治民,最好的辦法是有效的讓民自治。他推行了十家牌法。其作用相當於用居民委員會監控住戶,讓每戶每天彙報當天的行為,來往人員的情況,一戶出問題十家連坐--讓他們互相檢舉揭發。那個牌相當日偽政權辦的“良民證”。但他發牌時告諭各府父老子弟的告示寫的極溫情脈脈:我豈忍心以狡詐待爾等良民,只是為了革弊除奸,防止通匪,不得不然。也是為了確保你們的安全。並提出了一系列讓他們當好良民的道德要求。
他在將後院佈置停當的同時,已著手選練民兵。民兵,最晚在宋代已有常制,在禁兵、廂兵、役兵之外,就是民兵。選拔健壯的農民列入兵籍,平時從事農業生產,有事則應召入伍。只是明中葉以來連正規軍還組織不好,遑論其它。他在《選揀民兵》的告示中說:我到任十天,未能走遍所屬各處,僅就贛州一府的情況來看,財用枯竭,兵力脆寡,衛所的軍丁,止存故籍,府縣機快,半應虛文。根本就沒有抵禦強寇的力量,用他們去剿匪就像驅羊攻虎。所以,以往動輒會奏請兵,不是湖廣的土軍,就是調廣東的狼達。往返之際,經年累月。集兵舉事,他們魍魎潛形,無可剿之賊。大軍一走,他們又狐鼠聚黨,便又到處是不規之群。群盜已因此而肆無忌憚,百姓覺得官軍根本靠不住,便競相從匪。

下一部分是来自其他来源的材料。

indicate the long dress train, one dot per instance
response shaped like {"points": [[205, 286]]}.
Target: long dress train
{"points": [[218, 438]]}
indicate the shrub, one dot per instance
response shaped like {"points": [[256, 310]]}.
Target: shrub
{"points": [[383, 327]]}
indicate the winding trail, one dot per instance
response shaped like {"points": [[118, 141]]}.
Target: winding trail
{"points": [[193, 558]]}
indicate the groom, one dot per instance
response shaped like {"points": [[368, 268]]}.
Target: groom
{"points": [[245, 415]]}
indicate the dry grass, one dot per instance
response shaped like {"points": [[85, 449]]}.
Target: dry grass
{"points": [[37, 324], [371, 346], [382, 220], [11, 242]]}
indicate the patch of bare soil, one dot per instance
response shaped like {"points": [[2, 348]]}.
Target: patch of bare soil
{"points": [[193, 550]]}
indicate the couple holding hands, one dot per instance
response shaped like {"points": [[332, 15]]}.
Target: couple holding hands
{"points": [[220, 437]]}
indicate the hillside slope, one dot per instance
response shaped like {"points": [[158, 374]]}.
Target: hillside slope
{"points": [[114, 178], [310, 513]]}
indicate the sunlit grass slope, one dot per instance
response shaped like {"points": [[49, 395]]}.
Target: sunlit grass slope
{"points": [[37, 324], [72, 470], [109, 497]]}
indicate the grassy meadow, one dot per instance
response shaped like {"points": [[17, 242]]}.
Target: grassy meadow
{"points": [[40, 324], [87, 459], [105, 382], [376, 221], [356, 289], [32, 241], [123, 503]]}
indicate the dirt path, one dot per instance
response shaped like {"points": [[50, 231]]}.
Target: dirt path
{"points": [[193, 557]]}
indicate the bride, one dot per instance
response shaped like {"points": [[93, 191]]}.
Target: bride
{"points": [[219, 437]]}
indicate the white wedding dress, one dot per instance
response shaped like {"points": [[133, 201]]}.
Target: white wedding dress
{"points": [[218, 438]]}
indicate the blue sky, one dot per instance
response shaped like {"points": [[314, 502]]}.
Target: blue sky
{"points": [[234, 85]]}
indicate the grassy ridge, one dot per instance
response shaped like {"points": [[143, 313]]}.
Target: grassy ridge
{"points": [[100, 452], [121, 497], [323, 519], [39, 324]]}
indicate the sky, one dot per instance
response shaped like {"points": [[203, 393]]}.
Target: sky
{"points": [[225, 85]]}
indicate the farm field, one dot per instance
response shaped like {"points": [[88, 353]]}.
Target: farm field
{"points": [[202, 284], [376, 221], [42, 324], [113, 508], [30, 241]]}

他的天才在於既現場發揮的好又不是權宜之計;既操作簡便又不是苟且之謀;他的辦法都是眼下見效的長遠之策。實難縷述,且說這選拔民兵之事。他發令江西、福建、廣東、湖廣四省的兵備,從各縣選七、八個驍勇超群、膽力出眾的魁傑異材,組成精幹的小分隊。召募獎賞他們的費用都從各屬商稅和平時沒收的贓款罰款中支出。各縣舊有的機快的編制不動。會剿時不要出動大軍,每省出兵不得超過五百,這五百人分成兩撥,三分之二的留守訓練,既為安撫民心、做預備隊,還為這樣可以節省軍需,以提高給投入作戰的那三分之一精銳人員的獎賞。
與此同時,他廣佈間諜。原先,官軍在明處, 因為贛州的百姓多有為藏在山洞中的強人當眼線耳目的,官軍尚未行動,那邊造有了準備。陽明發現一個老衙役尤為奸詐,是洞賊的密探。便把他叫到臥室裡,問他要死還是要活?若要活,就交代聯絡圖、聯絡點。老役如實坦白。陽明遂推行十家牌法,同時有將計就計,故意讓密探傳回去錯誤訊息:能而示之不能,打而示以不打。
很快,一切準備就緒。他下令各省的小分隊會剿活動最猖獗的閩西樟州象湖山一帶的暴動。其實,具體打仗的是他的下屬。他是在帷幄中運籌的。
3.作賊用是賊性
官軍見敵眾我寡,敵據險要之地,我處仰功地位,且巢穴眾多,又四面設伏,並且鬥志昂揚。他們便想分進合圍。
初戰長富村,斬首432名顆;俘獲146名口;燒燬房屋400餘間;奪馬牛無數,跟鬼子進村差不多;卻是戰功。官方死了“打手”6名。暴動部隊退回象湖山拒守。 在蓮花石,兩軍對壘奇書…整理…提供下載。廣東的兵在大傘地方,遭暴動部隊阻擊,不能按計劃到達。福建兵也去大傘會戰,卻被大傘暴動部隊突然襲擊,他們殺敗官軍,四散於水竹、大重坑等老巢。